Chapitre 31: Mai (10)

Parcourir une si grande cité qui tenait encore debout avait quelque chose de particulièrement étrange.

Oh, Caméone n'était pas intacte, comme en témoignaient certaines façades brûlées, aux trous rebouchés à l'arrache et aux dalles du sol pas toujours de la même couleur, mais en comparaison avec Astras, c'était le jour et la nuit.

Les bâtiments n'étaient pas écroulés. L'atmosphère n'était ni lourde, ni angoissante, ni silencieuse, exactement comme Heberen qui débordait autrefois de vie. Et, surtout, il y avait bien de plus de monde dans les rues que Valiammée n'avait l'habitude de voir.

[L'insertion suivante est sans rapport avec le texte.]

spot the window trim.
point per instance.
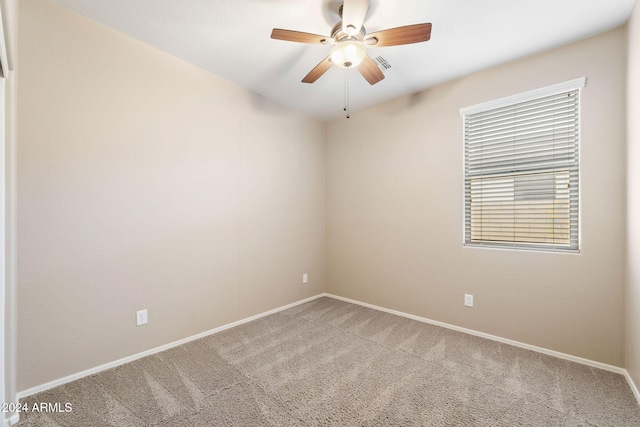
(571, 85)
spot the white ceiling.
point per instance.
(231, 38)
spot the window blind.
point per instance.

Monde qui, actuellement, la dévisageait elle et ses camarades qui venaient de traverser le portail en provenance du campement Ifrayen.

Les murmures s'élevèrent et les gens se figèrent pour les observer, sur leurs gardes. Comme ils ne connaissaient pas encore le principe des portails, Valiammée se doutait qu'ils devaient les prendre pour des magiciens de Solen, même s'ils n'en portaient pas l'uniforme – tout ce qui était argenté avait été proscrit de leurs tenues. Leur première mission serait de les mettre en confiance, puis qu'ils les mènent jusqu'à leur gouvernement provisoire.

- Ils n'ont pas l'air emballés, commenta Brimari.

- C'est à ce demander pourquoi. Après tout, nous ne sommes que des étrangers qui envahissent leurs rues et dont les objectifs ne sont pas écrits sur nos visages, ironisa Anthropa.

- Tu as oublié de préciser que l'on est arrivés ici par un trou dans l'air, ajouta Adan.

Tout de même, ils n'étaient pas habillés pour combattre. Même les quelques soldats en leur compagnie, à savoir Makar, Nyma et les deux subordonnés de Herin, ne portaient ni armure, ni arme. Seule Brimari, qui avait des protections sur ses avant-bras, arborait un minimum d'équipement. Le reste n'avait rien d'hostile, plutôt d'ostentatoire.

Parmi eux, Valiammée était celle qui attirait le plus l'attention.

Les artisans de la forge du campement avaient passé la nuit à fabriquer la diadème posé sur le haut de son crâne. Ariane et la soldate qui créait des goshénites s'étaient chargées de le décorer au mieux, pour qu'il ne la fasse pas passer pour trop austère.

Il était fait d'un alliage de métaux qui lui conférait une couleur dorée, en contraste avec le gris de ses cheveux. De courts pics s'étendaient de la base vers le ciel pour imiter une auréole de lumière. Les cristaux de goshénite et les pépites de verre disséminés dessus ressemblaient à des gouttes d'eau gelées posées dessus.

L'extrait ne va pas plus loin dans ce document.